Can Excel Abstract This Type of Data?

October 31, 2019 at 09:34:22
Specs: Windows
I have a large 3000 page word document with data similar to what you see below for customer information.

JOHN SMITH 1 COMPUTING AVE.APT.A1 NEW YORK, NY 10001
555-5555 F01012000 S

To break this down:
[first name][last name][street address][street address 2 - apartment number or P.O. box][town][state][zip]
[number][gender][date of birth] S

Note the 'S' is something my system creates and is meaningless for this task

I need to abstract this data into an excel file that breaks down each field into a different column. Each row is a different customer. Rather than going through 3000 pages and typing all of that information one by one, I am curious if there is some way to have excel abstract this data for me. Maybe paste the data into worksheet 1 and have a VBA abstract to worksheet 2?

The end result excel sheet I need has to be set up like this:

Column A: LAST NAME
Column B: FIRST NAME
Column C: DATE OF BIRTH
Column D: GENDER
Column E: empty column. no data entered
Column F: STREET ADDRESS ROW 1
Column G: STREET ADDRESS ROW 2
Column H: CITY
Column I: STATE
Column J: ZIP
Column K: PHONE

I'm sure there is more I'll need to explain, but I hope this can at least give an idea of my need to see if Excel can abstract data in this manner.
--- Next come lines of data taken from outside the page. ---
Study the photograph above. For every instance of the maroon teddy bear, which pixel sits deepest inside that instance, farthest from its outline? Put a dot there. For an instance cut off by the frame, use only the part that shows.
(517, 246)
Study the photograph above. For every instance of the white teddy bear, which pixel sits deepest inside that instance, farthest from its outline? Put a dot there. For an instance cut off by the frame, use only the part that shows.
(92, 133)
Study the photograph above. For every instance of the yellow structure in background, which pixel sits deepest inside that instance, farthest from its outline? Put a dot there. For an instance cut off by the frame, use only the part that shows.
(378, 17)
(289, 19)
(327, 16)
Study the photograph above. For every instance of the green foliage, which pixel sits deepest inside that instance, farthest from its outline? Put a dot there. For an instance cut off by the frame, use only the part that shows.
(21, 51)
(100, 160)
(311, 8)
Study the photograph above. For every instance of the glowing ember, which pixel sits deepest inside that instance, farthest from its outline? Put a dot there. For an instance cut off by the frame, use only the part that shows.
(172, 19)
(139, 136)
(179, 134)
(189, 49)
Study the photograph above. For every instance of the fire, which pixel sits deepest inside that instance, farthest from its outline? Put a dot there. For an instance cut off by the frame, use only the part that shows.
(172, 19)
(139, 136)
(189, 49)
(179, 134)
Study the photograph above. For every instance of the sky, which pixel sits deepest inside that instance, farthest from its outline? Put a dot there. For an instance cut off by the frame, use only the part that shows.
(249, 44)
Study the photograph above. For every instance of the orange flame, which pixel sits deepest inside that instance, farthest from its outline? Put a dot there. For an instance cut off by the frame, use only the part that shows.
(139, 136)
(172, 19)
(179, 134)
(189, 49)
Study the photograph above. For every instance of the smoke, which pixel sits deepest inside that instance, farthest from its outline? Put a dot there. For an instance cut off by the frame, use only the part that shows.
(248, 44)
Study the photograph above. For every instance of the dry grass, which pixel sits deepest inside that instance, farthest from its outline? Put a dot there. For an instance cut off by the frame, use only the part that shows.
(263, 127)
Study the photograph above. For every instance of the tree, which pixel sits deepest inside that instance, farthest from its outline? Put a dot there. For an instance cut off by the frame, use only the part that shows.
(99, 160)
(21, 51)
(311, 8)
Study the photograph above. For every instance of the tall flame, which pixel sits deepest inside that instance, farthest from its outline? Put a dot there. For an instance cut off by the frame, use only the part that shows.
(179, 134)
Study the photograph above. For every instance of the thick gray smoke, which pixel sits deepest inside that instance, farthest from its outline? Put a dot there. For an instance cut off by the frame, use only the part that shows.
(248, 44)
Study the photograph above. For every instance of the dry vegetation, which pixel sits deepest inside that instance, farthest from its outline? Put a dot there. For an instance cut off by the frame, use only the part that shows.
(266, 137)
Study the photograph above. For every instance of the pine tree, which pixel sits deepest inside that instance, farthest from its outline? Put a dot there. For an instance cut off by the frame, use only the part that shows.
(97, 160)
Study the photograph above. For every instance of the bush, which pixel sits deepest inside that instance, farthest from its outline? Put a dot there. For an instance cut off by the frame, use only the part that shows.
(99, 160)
If this is not something Excel can do, does anyone have any suggestions on a program that can?

Thank you.


See More: Can Excel Abstract This Type of Data?

Reply ↓  Report •

#1
October 31, 2019 at 11:12:17
We could probably get something close,
but you would still need to edit the final result
as there are multiple variations on each section.

Is the data on Two lines as in you example:
JOHN SMITH 1 COMPUTING AVE.APT.A1 NEW YORK, NY 10001
555-5555 F01012000 S

or Three lines as in you explanation:
[first name][last name][street address][street address 2 - apartment number or P.O. box][town][state][zip]
[number][gender][date of birth] S

Will the name always be just two words John Smith or multiple words like
John A. Smith
John A. Smith Jr.
John Smith Jr.
Both with and without the punctuation?

This also applies to the street address & telephone numbers
1 North Computing Ave.
1 Computing Ave. North West

555-555-5555 (not counting the various European varieties.)

These are just some of the variations that can/will appear.

To begin it would probably be easier if all the data was on One line.
You should be able to do that in Word using Search & Replace.

MIKE

http://www.skeptic.com/


Reply ↓  Report •

#2
October 31, 2019 at 11:22:06
The data is on 2 lines. The 3 lines in the example is solely because the text space filled up in the post. To jump to your last point, I can go in and edit the make everything on a single line. It would take time, but not as much time as abstracting each field would.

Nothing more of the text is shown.